I am doing a benchmark regarding the gpu-based execution of Theano (0.8.2) and Keras (1.0.5) on Windows 10. I am comparing the training time of a CNN over the MNIST dataset in 3 scenarios: CPU, GPU without cuDNN and GPU with CUDNN. CUDA v7.5 and cuDNN v5.0

First two approaches go well, but I have gone into troubles with the sysenv variables configuration for the GPU+cuDNN trial. My error source is the CNMeM configuration. If I run the same python code with CNMeM values from 0 (disbaled) up to 0.75, I have no problems. Moreover, I obtain a drop in the training time of more than 50% compared to the general GPU execution.

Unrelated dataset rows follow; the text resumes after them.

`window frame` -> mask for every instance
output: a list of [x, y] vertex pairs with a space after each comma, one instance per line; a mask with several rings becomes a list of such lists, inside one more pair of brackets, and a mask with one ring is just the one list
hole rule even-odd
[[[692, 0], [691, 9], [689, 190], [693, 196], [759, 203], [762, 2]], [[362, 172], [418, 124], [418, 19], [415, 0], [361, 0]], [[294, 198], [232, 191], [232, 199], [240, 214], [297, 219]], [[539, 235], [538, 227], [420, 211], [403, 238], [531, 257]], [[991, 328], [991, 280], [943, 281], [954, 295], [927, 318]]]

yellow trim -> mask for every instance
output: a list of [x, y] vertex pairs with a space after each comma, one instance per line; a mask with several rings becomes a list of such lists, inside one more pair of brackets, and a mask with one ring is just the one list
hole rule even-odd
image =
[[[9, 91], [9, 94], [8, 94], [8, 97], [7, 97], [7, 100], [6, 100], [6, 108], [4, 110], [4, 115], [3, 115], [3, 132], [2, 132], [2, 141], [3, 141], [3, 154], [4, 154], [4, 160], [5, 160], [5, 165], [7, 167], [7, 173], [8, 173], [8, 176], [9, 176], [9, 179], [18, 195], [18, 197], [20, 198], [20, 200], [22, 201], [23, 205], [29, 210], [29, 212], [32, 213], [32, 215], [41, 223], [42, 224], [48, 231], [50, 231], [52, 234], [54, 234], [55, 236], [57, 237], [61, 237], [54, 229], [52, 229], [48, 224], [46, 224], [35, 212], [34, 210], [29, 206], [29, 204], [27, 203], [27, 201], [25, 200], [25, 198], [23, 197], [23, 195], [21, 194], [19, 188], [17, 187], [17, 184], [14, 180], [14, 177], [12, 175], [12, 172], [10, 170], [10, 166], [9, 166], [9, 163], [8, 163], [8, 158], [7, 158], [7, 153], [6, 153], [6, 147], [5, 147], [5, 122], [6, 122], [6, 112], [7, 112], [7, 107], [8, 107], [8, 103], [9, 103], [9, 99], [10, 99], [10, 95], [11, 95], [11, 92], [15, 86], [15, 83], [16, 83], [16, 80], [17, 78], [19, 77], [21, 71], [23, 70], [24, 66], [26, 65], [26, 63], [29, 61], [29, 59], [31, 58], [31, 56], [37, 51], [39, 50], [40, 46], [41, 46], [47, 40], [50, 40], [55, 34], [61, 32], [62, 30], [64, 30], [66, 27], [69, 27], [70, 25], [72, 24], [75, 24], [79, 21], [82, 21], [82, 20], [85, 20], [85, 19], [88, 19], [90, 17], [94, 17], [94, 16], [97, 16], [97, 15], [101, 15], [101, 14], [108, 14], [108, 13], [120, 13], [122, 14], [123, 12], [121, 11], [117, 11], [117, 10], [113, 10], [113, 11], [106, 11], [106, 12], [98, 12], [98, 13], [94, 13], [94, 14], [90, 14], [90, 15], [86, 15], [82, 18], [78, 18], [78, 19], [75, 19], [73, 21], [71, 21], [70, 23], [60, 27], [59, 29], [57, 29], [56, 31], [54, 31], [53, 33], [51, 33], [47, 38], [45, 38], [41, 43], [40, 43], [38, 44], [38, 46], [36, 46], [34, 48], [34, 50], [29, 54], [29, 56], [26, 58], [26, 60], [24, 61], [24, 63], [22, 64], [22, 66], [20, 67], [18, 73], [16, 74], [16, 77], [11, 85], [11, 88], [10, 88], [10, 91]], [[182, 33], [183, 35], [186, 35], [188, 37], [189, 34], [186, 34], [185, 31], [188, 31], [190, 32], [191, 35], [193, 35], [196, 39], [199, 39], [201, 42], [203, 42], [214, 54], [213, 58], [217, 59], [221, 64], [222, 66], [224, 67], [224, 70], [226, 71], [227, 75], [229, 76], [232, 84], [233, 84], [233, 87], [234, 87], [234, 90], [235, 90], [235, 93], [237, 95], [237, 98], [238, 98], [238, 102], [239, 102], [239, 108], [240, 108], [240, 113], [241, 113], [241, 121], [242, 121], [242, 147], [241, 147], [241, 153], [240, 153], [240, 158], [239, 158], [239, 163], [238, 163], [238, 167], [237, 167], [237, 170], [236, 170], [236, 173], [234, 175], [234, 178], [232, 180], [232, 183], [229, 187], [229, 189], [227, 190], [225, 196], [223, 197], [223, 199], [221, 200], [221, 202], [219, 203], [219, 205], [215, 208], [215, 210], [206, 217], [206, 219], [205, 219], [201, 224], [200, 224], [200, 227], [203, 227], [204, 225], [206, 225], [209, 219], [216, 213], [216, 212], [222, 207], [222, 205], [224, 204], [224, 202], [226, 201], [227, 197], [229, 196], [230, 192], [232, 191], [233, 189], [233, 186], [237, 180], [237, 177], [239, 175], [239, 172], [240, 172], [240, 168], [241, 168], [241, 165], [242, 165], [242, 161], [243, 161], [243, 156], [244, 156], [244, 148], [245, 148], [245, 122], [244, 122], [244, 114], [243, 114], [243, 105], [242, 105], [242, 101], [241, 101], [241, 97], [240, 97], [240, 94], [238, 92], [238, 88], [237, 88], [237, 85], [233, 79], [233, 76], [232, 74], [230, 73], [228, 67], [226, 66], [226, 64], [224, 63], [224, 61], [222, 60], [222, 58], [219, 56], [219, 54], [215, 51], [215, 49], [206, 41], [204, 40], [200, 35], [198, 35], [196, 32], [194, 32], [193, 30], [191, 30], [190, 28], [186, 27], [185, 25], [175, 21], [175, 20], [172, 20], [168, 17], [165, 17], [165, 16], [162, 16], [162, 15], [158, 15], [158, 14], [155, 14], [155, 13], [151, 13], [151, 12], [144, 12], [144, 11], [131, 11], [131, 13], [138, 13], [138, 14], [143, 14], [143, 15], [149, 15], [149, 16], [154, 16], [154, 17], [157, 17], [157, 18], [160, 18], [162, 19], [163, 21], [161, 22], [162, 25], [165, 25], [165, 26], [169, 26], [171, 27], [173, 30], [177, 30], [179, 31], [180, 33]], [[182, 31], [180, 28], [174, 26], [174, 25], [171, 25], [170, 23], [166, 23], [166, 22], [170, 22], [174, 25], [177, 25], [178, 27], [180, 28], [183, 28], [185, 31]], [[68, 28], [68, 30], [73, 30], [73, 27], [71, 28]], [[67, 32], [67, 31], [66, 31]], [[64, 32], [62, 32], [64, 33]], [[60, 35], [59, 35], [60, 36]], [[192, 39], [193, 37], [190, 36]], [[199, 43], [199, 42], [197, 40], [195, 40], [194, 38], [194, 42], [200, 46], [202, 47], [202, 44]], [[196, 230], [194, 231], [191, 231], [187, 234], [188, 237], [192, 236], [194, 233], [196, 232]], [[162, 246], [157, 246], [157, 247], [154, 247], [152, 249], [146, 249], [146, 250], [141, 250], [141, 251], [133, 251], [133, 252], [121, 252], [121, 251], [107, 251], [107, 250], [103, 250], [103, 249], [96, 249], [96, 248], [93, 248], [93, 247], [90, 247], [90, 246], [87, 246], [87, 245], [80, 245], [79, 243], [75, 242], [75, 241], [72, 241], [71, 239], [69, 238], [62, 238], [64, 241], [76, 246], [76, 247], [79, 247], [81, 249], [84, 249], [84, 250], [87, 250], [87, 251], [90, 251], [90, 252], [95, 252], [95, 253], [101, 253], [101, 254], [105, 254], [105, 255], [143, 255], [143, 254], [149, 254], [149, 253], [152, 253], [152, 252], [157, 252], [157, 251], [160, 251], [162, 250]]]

But I cannot go behind from 0.8. Wit 0.8, I receive the following compilation error

RuntimeError: ('The following error happened while compiling the node', GpuDnnConv{algo='small', inplace=True}(GpuContiguous.0, GpuContiguous.0, GpuAllocEmpty.0, GpuDnnConvDesc{border_mode='valid', subsample=(1, 1), conv_mode='conv', precision='float32'}.0, Constant{1.0}, Constant{0.0}), '\n', 'could not create cuDNN handle: CUDNN_STATUS_INTERNAL_ERROR')

Could somebody put a little bit of light on this? Is it a limitation of my GPU? or an cuDNN internal error?

Thanks a lot in advanced